Honorific-Prefix: | The Honourable |
Senator for Tasmania | |
Term Start: | 29 March 1901 |
Term End: | 31 December 1903 |
Term Start1: | 1 January 1907 |
Term End1: | 30 June 1913 |
Birth Date: | 1857 12, df=yes |
Birth Place: | Nile, Tasmania |
Death Place: | Nile, Tasmania, Australia |
Nationality: | Australian |
Party: | Protectionist (1901–03) Anti-Socialist (1906–09) Liberal (1909–13) |
Relations: | Norman Cameron (brother) |
Occupation: | Soldier, pastoralist |
Cyril St Clair Cameron, (5 December 1857 – 22 December 1941) was an Australian soldier and politician.
Born in the town of Nile near Launceston, Tasmania, he was educated at Launceston Grammar School and then attended the University of Edinburgh before becoming a pastoralist and professional soldier. He served in Afghanistan 1878–1880 and South Africa during the Boer War 1899–1900, rising to position of Colonel in the AIF.[1] He was later aide-de-camp to the Governor-General and warden of Evandale. He was made a Companion of the Order of the Bath in 1901 for his service with the Tasmanian Mounted Infantry during the Boer War.[2]
In 1901 he was elected to the Australian Senate as a Protectionist Senator for Tasmania. (His brother, Norman Cameron, was elected to the House of Representatives at the same election as a Free Trader.) He was defeated in 1903 but was re-elected as an Anti-Socialist in 1906.[3]
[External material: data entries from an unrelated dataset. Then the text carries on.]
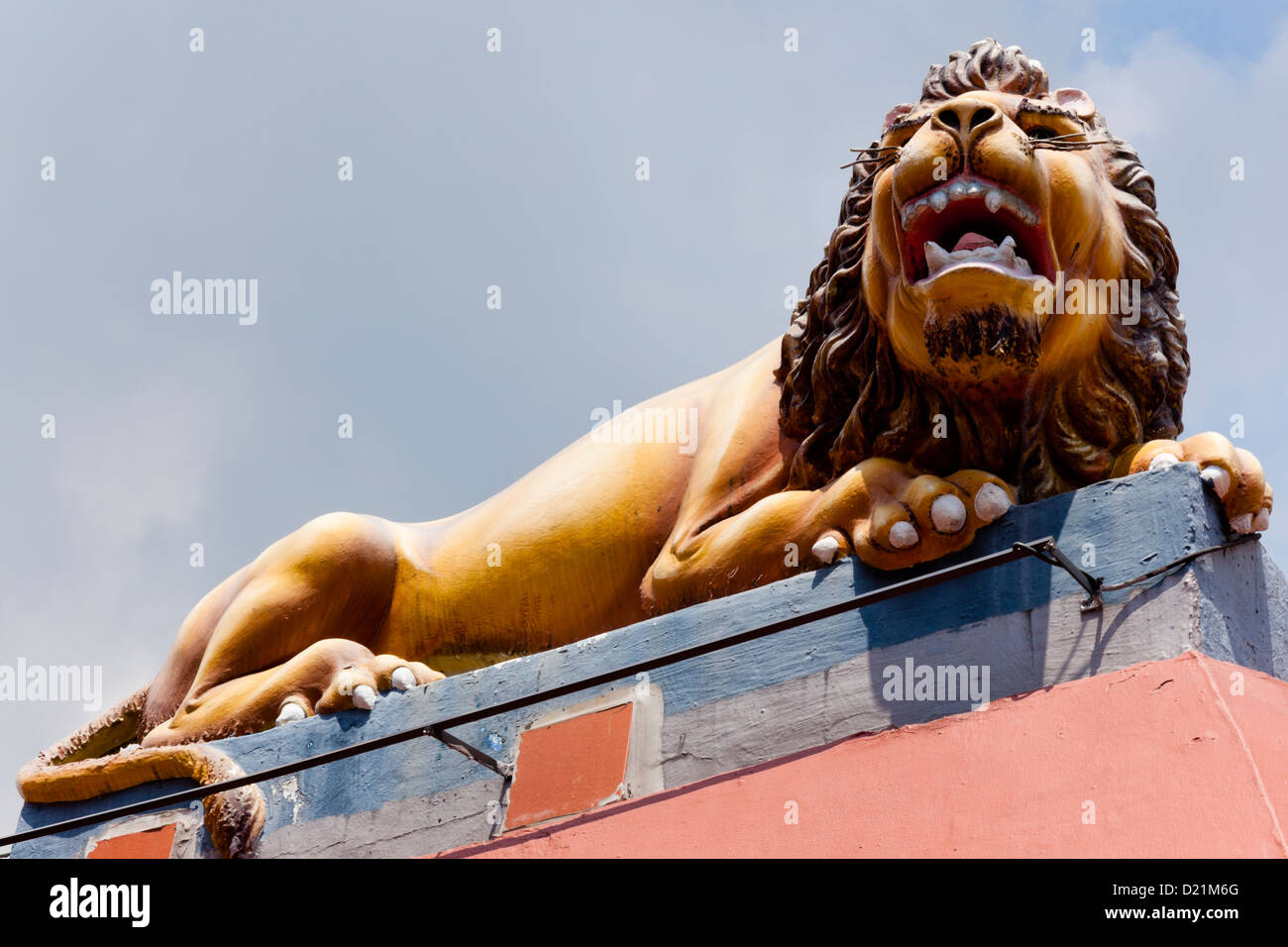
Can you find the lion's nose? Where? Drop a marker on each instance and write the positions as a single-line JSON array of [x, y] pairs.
[[967, 120]]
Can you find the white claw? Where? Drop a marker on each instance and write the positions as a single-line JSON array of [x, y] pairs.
[[402, 680], [825, 549], [991, 501], [948, 513], [290, 712], [903, 535], [1219, 476]]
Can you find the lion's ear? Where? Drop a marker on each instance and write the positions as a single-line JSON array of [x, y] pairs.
[[896, 115], [1077, 102]]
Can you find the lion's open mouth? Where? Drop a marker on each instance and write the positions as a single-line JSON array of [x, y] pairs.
[[973, 222]]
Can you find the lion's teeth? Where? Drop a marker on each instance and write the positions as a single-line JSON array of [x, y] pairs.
[[936, 258], [1004, 257]]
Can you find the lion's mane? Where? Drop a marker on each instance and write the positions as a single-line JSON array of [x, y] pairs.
[[846, 397]]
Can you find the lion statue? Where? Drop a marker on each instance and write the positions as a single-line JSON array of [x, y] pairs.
[[957, 351]]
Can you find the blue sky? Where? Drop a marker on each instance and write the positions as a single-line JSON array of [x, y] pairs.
[[475, 169]]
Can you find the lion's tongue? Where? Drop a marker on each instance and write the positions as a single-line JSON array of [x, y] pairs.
[[971, 241]]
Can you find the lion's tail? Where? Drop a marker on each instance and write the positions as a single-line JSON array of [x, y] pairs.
[[91, 763]]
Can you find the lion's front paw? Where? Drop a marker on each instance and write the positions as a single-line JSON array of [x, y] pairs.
[[892, 517], [1233, 474], [357, 684]]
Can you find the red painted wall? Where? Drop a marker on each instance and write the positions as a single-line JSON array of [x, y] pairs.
[[1173, 761]]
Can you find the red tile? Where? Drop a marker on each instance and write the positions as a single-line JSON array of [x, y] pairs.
[[570, 767], [154, 843]]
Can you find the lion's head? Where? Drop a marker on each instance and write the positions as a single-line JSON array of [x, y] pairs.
[[940, 328]]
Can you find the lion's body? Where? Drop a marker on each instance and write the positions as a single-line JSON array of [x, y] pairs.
[[919, 350]]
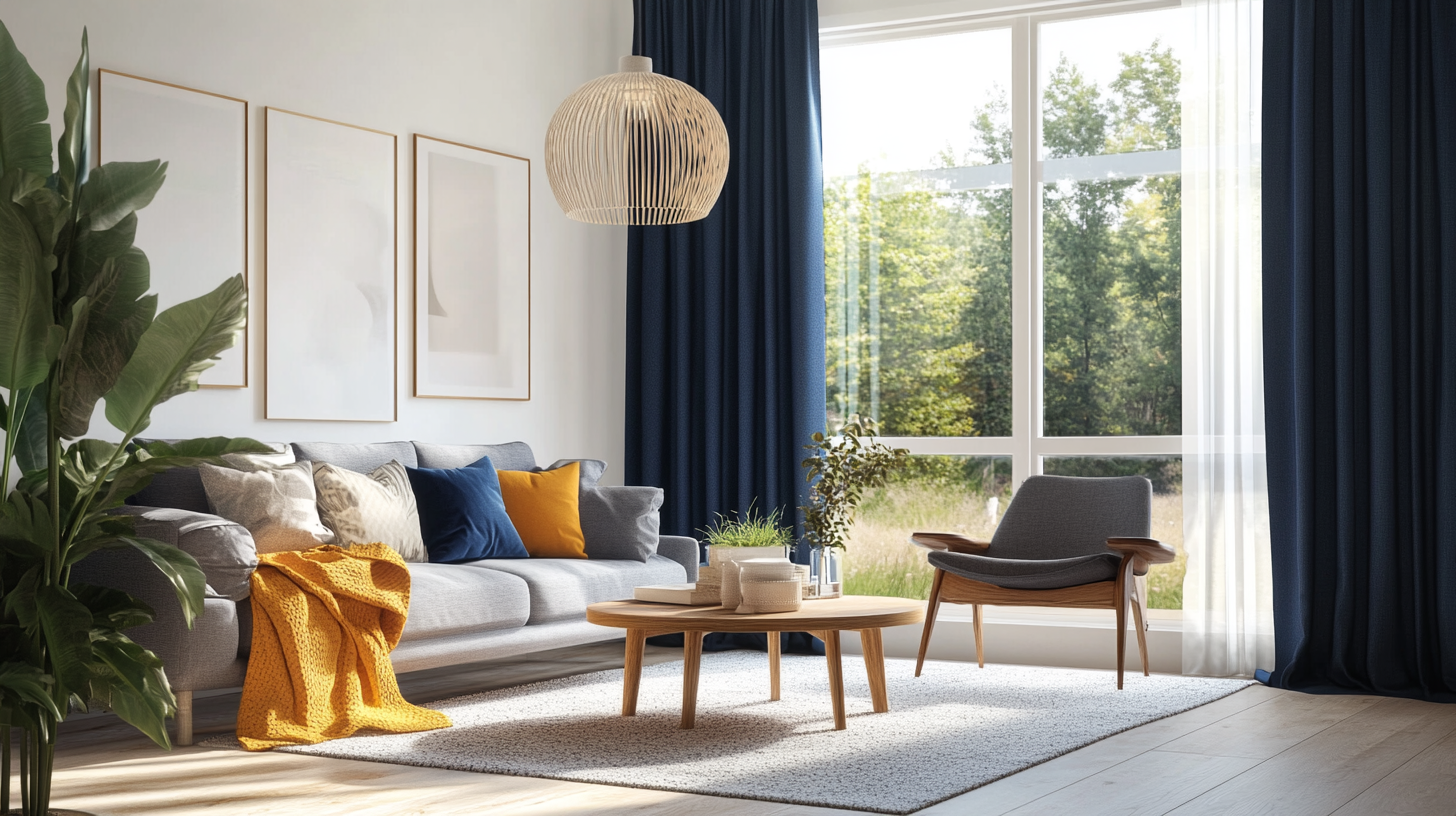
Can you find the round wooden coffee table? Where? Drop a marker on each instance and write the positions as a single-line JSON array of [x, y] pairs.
[[821, 618]]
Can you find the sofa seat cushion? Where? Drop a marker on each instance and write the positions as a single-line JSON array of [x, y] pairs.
[[447, 599], [361, 458], [564, 587]]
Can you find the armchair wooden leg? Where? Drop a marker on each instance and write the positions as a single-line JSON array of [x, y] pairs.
[[932, 606], [1124, 577], [980, 647], [1140, 618]]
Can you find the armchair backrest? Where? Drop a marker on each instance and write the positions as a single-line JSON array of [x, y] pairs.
[[1069, 516]]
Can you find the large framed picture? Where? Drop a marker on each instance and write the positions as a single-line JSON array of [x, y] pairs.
[[331, 270], [195, 230], [472, 273]]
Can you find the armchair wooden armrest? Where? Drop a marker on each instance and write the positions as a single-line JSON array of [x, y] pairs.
[[950, 542], [1143, 551]]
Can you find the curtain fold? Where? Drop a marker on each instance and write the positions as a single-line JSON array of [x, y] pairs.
[[725, 316], [1360, 343], [1228, 606]]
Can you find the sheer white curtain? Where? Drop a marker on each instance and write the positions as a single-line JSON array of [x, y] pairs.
[[1228, 608]]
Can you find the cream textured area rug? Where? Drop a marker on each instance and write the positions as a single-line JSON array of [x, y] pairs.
[[952, 729]]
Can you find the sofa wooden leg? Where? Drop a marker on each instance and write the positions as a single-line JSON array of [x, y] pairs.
[[184, 717], [932, 606]]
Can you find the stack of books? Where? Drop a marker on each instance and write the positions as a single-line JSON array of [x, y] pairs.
[[685, 595]]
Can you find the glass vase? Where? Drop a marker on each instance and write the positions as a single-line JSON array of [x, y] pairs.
[[826, 571]]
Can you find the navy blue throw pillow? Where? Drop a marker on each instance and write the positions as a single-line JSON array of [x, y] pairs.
[[462, 515]]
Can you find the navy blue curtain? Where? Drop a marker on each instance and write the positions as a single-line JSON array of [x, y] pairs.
[[1360, 343], [725, 316]]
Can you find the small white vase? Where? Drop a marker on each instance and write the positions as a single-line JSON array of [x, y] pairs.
[[728, 593]]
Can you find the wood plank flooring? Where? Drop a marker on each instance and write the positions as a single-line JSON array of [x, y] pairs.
[[1260, 751]]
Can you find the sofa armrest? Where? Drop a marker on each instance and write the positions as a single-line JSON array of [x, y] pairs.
[[682, 550], [223, 550], [201, 657]]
He was defeated again (as a Liberal) in 1913, and despite several attempts to re-enter the Senate, including a number as an independent, his political career was over. He became a pastoralist, and served in World War I 1914–1918.
Cameron died in 1941.[4]
One of his sons, Lt. Colonel Donald Cameron (1888–1979), was awarded the MC and OBE.[5]